It’s was back to school season for Canadian families in September, and many clients are sending their children to university or college for the first-time. According to Statistics Canada, the average tuition fees are close to $6,000 per year, but additional living expenses easily add up to double or triple that amount.
A new CIBC poll finds out how Canadian parents plan for their children’s education, how well they know the rules and benefits of RESPs, and how they deal with the sticker shock once they find out about the real cost of their children’s education.
I was invited onto CBC Radio Station to discuss the results of the CIBC poll and to help parents make a smart decision now so that they can avoid sticker shock later when their children are ready for university or college.

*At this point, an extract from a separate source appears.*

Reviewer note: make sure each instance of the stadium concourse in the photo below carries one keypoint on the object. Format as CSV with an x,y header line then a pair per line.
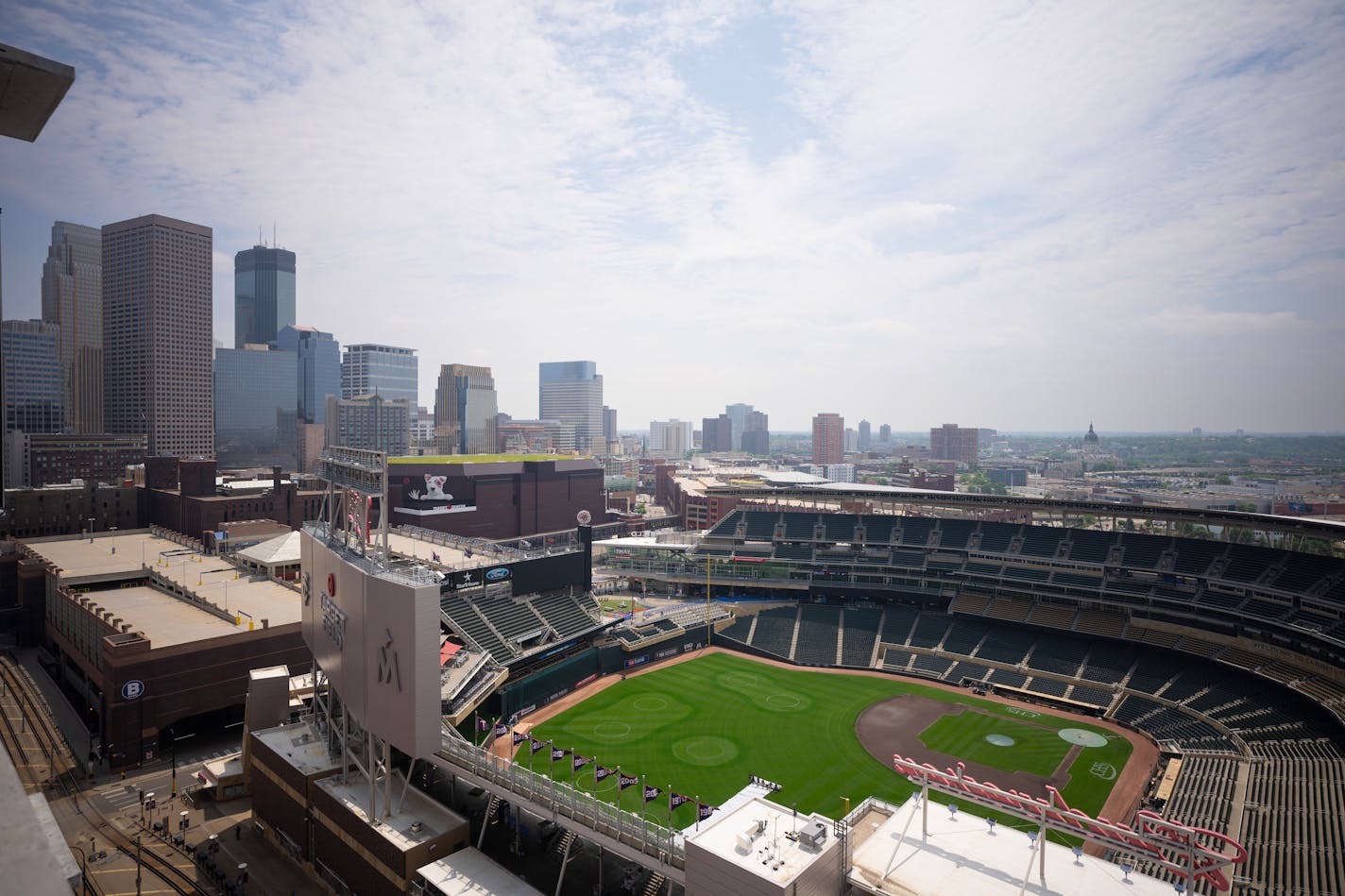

Here are two things to consider:
The Registered Education Savings Plan (RESP) can be a good way to take advantage of the $500/year Canadian Education Savings Grant (CESG) that exists whereby the Canadian government matches 20% of your annual RESP contribution up to a maximum of $500 per year (i.e. you contribute $2500 and the government gives you $500), however there are many restrictions around the use of those funds for qualified institutions in the future.
Another option is the Tax Free Savings Account (TFSA), that came about in 2009. This TFSA can be a more flexible way to grow your money tax-free, for the purpose of using it for your child’s education also. In fact, while the TFSA does not give you the $500 grant, the money in a TFSA does grow and compound tax-free every year, and you have full flexibility to use the funds for whatever purpose you choose. This means that you could change your mind and use the money toward your child’s first down-payment on a house, education, or helping them start their own savings and investment plan for retirement! And, when your child becomes the age of majority, they too can open their own TFSA, and begin the healthy habits of saving and investing for their own future.